Ik drink graag een glaasje porto.
Witte porto liever dan rode. Rode is zoeter, witte is droger.
Als het goed is, is de zoete smaak van porto een gevolg van het vroegtijdig stoppen van het gistingsproces bij de bereiding van die unieke wijn afkomstig uit de Quinta’s.

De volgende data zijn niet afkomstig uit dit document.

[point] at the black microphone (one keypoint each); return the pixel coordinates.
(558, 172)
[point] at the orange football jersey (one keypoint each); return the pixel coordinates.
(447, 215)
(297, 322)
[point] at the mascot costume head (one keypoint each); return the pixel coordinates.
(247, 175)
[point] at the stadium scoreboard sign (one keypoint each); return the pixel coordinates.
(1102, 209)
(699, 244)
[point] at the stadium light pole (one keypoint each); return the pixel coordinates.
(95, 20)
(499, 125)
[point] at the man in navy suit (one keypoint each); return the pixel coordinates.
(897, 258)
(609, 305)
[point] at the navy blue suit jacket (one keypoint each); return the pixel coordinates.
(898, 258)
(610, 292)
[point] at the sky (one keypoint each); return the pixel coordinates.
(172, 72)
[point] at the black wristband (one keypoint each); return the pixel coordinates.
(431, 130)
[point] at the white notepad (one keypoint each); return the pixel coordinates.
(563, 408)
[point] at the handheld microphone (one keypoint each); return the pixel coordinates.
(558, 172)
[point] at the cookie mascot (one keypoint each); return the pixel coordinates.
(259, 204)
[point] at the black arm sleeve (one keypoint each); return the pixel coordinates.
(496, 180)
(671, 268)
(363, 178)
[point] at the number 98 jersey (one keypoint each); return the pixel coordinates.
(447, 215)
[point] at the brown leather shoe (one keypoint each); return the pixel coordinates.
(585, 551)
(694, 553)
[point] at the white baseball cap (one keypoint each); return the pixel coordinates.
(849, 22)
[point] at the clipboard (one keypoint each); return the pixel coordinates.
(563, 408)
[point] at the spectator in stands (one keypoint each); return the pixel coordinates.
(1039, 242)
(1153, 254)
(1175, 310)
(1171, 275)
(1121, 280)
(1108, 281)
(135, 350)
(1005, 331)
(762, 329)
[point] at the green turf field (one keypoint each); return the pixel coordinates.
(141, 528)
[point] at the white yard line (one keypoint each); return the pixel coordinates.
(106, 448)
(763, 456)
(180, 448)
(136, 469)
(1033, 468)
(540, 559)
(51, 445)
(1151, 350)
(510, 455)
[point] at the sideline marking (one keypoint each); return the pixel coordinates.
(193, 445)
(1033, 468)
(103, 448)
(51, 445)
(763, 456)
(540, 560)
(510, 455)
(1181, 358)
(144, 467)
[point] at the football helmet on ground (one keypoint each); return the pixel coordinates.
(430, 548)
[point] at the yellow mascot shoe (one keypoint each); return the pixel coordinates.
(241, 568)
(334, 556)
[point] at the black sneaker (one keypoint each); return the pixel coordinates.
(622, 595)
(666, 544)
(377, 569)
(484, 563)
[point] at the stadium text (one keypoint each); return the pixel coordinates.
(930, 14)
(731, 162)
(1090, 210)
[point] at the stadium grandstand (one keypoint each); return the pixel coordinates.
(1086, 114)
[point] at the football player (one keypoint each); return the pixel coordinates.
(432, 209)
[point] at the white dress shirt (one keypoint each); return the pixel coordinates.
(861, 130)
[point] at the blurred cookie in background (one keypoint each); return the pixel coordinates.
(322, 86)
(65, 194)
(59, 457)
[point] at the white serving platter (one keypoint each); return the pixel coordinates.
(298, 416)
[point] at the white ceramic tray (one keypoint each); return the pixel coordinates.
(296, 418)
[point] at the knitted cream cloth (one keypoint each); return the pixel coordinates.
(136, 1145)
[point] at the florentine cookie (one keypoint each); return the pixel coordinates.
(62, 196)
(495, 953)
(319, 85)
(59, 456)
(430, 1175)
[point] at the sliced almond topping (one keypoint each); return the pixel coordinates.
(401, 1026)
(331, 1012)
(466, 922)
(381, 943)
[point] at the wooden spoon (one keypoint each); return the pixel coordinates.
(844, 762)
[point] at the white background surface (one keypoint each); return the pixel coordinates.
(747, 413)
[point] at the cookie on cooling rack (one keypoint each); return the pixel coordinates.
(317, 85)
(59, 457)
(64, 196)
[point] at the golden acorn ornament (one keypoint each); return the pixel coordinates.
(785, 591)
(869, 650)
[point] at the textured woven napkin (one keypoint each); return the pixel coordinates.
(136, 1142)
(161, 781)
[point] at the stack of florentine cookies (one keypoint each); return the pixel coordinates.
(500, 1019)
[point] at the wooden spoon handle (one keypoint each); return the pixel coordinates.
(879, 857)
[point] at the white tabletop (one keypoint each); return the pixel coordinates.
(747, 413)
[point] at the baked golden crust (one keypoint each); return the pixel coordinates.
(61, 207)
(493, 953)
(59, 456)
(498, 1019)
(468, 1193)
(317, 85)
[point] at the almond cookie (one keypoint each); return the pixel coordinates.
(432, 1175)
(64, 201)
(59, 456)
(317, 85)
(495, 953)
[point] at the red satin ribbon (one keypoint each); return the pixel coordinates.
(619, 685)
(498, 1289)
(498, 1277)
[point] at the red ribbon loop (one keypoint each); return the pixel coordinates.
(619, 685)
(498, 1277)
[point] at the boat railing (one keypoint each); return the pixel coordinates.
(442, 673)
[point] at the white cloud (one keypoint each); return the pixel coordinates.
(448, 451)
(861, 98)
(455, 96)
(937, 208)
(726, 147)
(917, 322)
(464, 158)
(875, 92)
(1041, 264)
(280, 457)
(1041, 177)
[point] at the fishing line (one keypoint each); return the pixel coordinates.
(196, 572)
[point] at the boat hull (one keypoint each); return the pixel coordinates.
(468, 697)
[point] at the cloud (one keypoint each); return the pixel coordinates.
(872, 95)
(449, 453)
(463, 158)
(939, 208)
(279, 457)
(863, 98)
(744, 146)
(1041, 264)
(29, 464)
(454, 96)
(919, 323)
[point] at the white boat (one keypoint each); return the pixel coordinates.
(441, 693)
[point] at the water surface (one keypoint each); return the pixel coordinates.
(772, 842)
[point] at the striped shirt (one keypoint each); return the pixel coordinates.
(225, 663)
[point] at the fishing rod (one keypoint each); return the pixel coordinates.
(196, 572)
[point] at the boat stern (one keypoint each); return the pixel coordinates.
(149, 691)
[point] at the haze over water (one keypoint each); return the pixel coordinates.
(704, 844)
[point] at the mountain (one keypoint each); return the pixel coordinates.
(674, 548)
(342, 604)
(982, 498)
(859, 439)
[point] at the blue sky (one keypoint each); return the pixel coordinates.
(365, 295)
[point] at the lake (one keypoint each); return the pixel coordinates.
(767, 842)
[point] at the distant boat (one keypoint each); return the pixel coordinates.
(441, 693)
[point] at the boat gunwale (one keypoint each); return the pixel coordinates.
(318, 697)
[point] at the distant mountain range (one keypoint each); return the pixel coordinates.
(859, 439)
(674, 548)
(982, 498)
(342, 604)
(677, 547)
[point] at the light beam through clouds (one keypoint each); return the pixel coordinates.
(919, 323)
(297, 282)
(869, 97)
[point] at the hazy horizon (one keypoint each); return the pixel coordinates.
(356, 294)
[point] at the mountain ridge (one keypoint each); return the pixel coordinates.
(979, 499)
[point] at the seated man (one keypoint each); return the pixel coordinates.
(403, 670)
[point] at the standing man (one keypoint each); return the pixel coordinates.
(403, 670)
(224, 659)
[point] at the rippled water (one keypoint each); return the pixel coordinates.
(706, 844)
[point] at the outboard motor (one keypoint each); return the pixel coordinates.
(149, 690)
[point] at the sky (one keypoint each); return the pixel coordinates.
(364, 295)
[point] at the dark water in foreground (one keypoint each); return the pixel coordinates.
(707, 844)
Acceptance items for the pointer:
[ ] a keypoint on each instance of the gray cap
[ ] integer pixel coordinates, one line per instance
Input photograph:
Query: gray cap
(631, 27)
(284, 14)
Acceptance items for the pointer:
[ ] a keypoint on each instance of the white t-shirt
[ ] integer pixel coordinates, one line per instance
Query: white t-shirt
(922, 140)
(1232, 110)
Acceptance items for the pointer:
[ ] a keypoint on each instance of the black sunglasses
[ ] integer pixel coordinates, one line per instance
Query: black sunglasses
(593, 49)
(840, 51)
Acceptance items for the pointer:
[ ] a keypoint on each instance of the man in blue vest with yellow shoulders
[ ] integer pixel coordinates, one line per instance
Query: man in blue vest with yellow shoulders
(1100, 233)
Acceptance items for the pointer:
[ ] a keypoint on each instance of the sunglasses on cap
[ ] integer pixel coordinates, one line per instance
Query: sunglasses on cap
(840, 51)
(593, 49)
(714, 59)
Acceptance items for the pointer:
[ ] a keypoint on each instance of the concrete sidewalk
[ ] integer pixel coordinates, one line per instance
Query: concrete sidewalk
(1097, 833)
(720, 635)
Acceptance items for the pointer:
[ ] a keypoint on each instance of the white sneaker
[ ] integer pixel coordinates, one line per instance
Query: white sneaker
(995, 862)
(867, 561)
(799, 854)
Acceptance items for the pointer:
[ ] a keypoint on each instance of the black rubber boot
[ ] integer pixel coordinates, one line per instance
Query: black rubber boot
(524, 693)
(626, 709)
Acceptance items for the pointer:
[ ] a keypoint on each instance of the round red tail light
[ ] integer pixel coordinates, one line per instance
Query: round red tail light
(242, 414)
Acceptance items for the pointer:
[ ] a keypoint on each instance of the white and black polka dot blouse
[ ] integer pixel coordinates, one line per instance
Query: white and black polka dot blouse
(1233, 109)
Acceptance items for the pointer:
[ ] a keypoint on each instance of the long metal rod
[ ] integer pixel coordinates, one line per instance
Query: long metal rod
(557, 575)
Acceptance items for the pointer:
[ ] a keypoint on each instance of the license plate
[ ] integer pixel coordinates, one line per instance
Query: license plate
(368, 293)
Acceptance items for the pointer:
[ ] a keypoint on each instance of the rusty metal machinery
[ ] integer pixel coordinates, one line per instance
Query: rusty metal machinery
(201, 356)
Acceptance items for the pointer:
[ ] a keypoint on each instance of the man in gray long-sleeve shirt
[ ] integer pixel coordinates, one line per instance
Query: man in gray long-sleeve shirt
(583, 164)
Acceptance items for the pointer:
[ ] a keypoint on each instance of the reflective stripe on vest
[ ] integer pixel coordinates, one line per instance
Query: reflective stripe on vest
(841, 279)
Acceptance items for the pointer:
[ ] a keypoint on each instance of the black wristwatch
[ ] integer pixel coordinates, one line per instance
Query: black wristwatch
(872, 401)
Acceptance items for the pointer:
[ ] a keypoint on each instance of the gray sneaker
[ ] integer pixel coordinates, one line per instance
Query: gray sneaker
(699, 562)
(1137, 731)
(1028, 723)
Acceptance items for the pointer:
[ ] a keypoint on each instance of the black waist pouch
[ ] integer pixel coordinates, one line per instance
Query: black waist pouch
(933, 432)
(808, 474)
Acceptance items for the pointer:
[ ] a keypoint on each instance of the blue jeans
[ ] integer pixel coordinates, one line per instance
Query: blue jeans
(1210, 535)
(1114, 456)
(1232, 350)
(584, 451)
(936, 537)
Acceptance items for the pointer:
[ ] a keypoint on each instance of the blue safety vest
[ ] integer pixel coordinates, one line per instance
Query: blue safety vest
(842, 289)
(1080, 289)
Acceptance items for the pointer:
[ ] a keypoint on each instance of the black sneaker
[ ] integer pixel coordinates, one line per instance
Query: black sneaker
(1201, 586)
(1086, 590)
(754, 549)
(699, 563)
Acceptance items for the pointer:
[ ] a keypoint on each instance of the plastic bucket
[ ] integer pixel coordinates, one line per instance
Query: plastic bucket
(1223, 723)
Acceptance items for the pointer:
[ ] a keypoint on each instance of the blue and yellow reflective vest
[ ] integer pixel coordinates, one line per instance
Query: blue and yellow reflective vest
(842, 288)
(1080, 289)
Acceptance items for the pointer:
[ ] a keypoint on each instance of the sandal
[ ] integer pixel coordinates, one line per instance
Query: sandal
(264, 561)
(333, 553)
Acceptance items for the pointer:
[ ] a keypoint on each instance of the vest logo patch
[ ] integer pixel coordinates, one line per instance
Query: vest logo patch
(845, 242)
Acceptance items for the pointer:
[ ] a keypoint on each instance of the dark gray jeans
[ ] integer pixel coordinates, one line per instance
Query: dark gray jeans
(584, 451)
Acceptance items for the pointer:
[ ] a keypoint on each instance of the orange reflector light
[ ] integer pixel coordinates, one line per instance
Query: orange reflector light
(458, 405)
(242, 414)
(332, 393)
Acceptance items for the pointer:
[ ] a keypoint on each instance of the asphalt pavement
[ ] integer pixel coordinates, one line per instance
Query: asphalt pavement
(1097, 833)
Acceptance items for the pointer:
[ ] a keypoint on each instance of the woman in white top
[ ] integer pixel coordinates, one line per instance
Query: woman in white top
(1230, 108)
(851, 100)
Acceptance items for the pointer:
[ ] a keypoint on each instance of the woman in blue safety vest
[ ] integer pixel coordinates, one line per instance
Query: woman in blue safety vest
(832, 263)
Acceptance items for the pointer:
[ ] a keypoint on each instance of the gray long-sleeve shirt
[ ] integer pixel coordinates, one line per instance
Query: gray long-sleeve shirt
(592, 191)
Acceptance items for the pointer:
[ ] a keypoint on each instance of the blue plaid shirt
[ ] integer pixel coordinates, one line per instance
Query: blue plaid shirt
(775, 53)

De Quinta’s zijn de wijngaarden in de Portugese Dourovallei. De enige streek waar de klimatologische omstandigheden geschikt zijn om de portodruiven te kunnen kweken.
Door het vroegtijdig stoppen van het vergistingsproces, blijft er nog een hoog percentage onvergiste suikers in de wijn achter. Vandaar de zoete smaak.
Maar om de vergisting te stoppen (de mutage) wordt alcohol toegevoegd. Van zodra het alcoholgehalte 13 à 15% bedraagt, geven de gistcellen immers de pijp aan Maarten.
Het gevolg van de mutage: porto is niet van de poes: alcoholgehaltes van 18 à 20%!
Zo moet je niet veel glaasjes drinken om de grens van 0,2 promille te bereiken…
Bij een eerlijke mutage is de zoete smaak afkomstig van de overblijvende suikers.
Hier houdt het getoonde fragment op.